Bug 692424: make repair cope better with missing endobj

Previously when parsing an object with a missing endobj, the code would consume the header of the following object. Here we amend the code to give up searching for an endobj if it finds an integer (presumed to be the start of the next object).
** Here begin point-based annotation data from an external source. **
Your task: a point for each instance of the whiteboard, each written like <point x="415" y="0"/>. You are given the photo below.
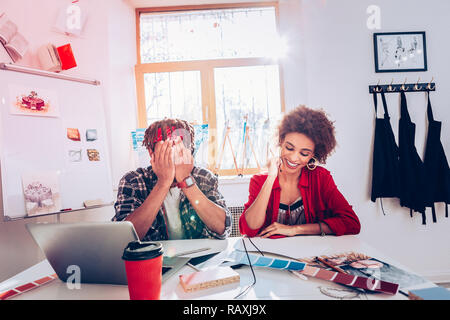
<point x="34" y="143"/>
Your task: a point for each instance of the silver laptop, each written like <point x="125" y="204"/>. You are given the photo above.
<point x="94" y="249"/>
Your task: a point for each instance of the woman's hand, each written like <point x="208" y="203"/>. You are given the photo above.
<point x="278" y="228"/>
<point x="162" y="162"/>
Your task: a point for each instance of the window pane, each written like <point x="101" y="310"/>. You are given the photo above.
<point x="252" y="92"/>
<point x="173" y="95"/>
<point x="208" y="34"/>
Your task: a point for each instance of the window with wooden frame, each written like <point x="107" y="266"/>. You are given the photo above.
<point x="215" y="65"/>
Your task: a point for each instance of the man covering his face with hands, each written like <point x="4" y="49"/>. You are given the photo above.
<point x="172" y="198"/>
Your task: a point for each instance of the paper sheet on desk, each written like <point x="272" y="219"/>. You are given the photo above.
<point x="302" y="246"/>
<point x="238" y="257"/>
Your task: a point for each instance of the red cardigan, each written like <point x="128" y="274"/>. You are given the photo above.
<point x="321" y="199"/>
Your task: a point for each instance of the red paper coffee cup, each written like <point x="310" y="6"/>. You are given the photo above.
<point x="143" y="265"/>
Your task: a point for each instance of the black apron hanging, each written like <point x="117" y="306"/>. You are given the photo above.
<point x="385" y="163"/>
<point x="412" y="180"/>
<point x="437" y="172"/>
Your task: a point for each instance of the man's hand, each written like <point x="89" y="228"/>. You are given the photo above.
<point x="162" y="162"/>
<point x="278" y="228"/>
<point x="183" y="159"/>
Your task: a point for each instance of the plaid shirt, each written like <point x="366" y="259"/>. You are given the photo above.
<point x="135" y="186"/>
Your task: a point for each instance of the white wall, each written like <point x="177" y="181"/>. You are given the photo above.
<point x="339" y="67"/>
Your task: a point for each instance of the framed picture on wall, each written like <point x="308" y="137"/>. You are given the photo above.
<point x="400" y="51"/>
We backtrack over that integer and carry on.
author: Robin Watts <robin.watts@artifex.com> 2011-11-15 20:20:05 +0000
committer: Robin Watts <robin.watts@artifex.com> 2011-11-17 18:32:08 +0000
commit: 84037901d3838b85f7c4d61b191376ce2e32b909 (patch)
tree: b6017104a1980dcbc7936eec8aa5b5ba9d7b9e33 /pdf/pdf_repair.c
parent: 8f8794063127610db433c5dd0f6e7f5241308c6f (diff)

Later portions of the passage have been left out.